L’officier nous caresse la tête et dit :

-Restez. Restez seulement.

Il se déshabille et se couche entre nous deux. Il nous entoure de ses bras, il nous chuchote dans l’oreille :

-Dormez. Je vous aime. Dormez tranquillement.

Nous nous rendormons. Plus tard, vers le matin, nous voulons nous lever, mais l’officier nous retient :

-ne bougez pas. Dormez encore.

-Nous avons besoin d’uriner. Nous devons sortir.

-Ne sortez pas. Faites-le ici.

Nous demandons :

-Où ?

Il dit :

-Sur moi. Oui. N’ayez pas peur. Pissez ! Sur mon visage.

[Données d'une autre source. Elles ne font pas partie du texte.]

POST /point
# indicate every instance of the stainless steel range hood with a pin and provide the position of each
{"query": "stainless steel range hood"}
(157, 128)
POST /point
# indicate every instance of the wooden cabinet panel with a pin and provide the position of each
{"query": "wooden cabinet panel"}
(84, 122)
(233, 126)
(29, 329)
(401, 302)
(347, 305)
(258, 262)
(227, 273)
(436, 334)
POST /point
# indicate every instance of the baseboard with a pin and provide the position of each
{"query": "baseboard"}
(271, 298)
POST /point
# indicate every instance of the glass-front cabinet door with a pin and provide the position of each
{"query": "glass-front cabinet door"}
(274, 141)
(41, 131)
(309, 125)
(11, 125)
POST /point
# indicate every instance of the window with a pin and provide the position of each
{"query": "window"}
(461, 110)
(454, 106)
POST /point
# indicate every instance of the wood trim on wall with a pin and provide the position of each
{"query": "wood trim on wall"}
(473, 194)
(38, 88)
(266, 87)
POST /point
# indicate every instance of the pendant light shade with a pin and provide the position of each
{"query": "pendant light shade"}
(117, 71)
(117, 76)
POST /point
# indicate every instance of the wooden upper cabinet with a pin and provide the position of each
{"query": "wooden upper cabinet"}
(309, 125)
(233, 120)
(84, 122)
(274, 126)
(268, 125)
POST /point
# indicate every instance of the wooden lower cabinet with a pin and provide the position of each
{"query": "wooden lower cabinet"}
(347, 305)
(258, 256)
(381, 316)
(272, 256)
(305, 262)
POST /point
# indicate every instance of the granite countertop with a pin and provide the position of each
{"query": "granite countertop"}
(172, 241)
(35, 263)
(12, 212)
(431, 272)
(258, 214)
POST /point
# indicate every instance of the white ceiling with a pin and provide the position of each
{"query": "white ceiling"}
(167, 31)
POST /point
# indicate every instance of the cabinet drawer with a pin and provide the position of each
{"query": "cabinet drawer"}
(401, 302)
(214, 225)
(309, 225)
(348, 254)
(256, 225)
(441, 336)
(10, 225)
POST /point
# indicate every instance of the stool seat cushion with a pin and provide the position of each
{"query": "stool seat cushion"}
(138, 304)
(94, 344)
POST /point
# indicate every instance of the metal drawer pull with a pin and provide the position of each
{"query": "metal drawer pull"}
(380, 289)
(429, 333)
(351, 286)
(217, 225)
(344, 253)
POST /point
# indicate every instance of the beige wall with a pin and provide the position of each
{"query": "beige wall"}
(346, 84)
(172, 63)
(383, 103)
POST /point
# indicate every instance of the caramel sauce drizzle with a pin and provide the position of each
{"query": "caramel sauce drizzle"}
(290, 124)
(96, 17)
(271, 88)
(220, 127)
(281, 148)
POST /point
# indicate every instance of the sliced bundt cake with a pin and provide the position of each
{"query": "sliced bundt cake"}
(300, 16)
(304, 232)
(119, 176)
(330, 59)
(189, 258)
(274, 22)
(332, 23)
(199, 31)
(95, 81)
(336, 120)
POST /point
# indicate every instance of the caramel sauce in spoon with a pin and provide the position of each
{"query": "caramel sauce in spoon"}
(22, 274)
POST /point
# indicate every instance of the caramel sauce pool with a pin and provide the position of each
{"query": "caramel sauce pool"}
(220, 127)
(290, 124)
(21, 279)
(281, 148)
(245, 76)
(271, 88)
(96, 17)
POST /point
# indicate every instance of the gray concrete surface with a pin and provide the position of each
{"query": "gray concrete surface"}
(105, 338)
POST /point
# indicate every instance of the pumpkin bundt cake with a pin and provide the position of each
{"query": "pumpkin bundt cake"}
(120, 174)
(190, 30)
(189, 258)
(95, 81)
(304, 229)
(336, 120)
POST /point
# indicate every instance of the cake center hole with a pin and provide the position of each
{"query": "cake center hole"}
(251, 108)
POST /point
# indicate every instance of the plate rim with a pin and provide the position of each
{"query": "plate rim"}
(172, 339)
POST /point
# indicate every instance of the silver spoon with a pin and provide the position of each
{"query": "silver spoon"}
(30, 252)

Nous le faisons, puis nous sortons dans le jardin, car le lit est tout mouillé. Le soleil se lève déjà ; nous commençons nos travaux du matin.

 

 

EXTRAIT 2

(Source : http://www.biling.de/clf/fiches/kristof/clf_kri.htm )

 

L'hiver

    Il fait de plus en plus froid. Nous fouillons dans nos valises et nous mettons sur nous presque tout ce que nous y trouvons: plusieurs pull-overs, plusieurs pantalons. Mais nous ne pouvons pas mettre une seconde paire de chaussures sur nos souliers de ville usés et troués. Nous n'en avons d'ailleurs pas d'autres. Nous n'avons ni gants ni bonnet non plus. Nos mains et nos pieds sont couverts d'engelures.
    Le ciel est gris-foncé, les rues de la ville sont vides, la rivière est gelée, la forêt est couverte de neige. Nous ne pouvons plus y aller. Or nous allons bientôt manquer de bois.
    Nous disons à Grand-Mère :
 - Il nous faudrait deux paires de bottes en caoutchouc.
    Elle répond:
- Et quoi encore? Où voulez-vous que je trouve l'argent?
- Grand-Mère, il n'y a presque plus de bois.
- Il n'y a qu'à l'économiser.
    Nous ne sortons plus. Nous faisons toutes sortes d'exercices, nous taillons des objets dans du bois, des cuillers, des planches à pain et nous étudions tard dans la nuit. Grand-Mère reste presque tout le temps dans son lit. Elle ne vient que rarement à la cuisine. Nous sommes tranquilles.
    Nous mangeons mal, il n'y a plus ni légumes ni fruits, les poules ne pondent plus. Grand-Mère monte tous les jours un peu de haricots secs et quelques pommes de terre de la cave qui est pourtant remplie de viandes fumées et de bocaux de confitures.
    Le facteur vient parfois. Il vient tinter la sonnette de sa bicyclette jusqu'à ce que Grand-Mère sorte de la maison. Alors le facteur mouille son crayon, écrit quelque chose sur un bout de papier, tend le crayon et le papier à Grand-Mère qui trace une croix au bas du papier. Le facteur lui donne l'argent, un paquet ou une lettre, et il repart vers la ville en sifflotant.
    Grand-Mère s'enferme dans sa chambre avec le paquet ou avec l'argent. S'il y a une lettre, elle la jette dans le feu.
    Nous demandons:
- Grand-Mère, pourquoi jetez-vous la lettre sans la lire?
    Elle répond:
- Je ne sais pas lire. Je ne suis jamais allée à l'école, je n'ai rien fait d'autre que travailler. Je n'ai pas été gâtée comme vous.
- Nous pourrions vous lire les lettres que vous recevez.
- Personne ne doit lire les lettres que je reçois.
    Nous demandons:
- Qui envoie de l'argent? Qui envoie des paquets? Qui envoie des lettres?
    Elle ne répond pas.
    Le lendemain, pendant qu'elle est à la cave, nous fouillons sa chambre. Sous son lit, nous trouvons un paquet ouvert. Il y a là des pull-overs, des écharpes, des bonnets, des gants. Nous ne disons rien à Grand-Mère, car elle comprendrait que nous avons une clé ouvrant sa chambre.
Après le repas du soir, nous attendons. Grand-Mère boit son eau de vie puis, titubante, va ouvrir la porte de sa chambre avec la clé accrochée à sa ceinture. Nous la suivons, la poussons dans le dos. Elle tombe sur le lit. Nous faisons semblant de chercher et de trouver le paquet.
    Nous disons:
- Ce n'est pas gentil, ça, Grand-Mère. Nous avons froid, nous manquons d'habits chauds, nous ne pouvons plus sortir et vous voulez vendre tout ce que notre mère a tricoté et envoyé pour nous.
    Grand-Mère ne répond pas, elle pleure.
    Nous disons encore :
- C'est notre mère qui envoie de l'argent, c'est notre mère qui vous écrit des lettres.
    Grand-Mère dit :
- Ce n'est pas à moi qu'elle écrit. Elle sait bien que je ne sais pas lire. Elle ne m'avait jamais écrit auparavant. Maintenant que vous êtes là, elle écrit. Mais je n'ai pas besoin de ses lettres! Je n'ai besoin de rien qui vienne d'elle!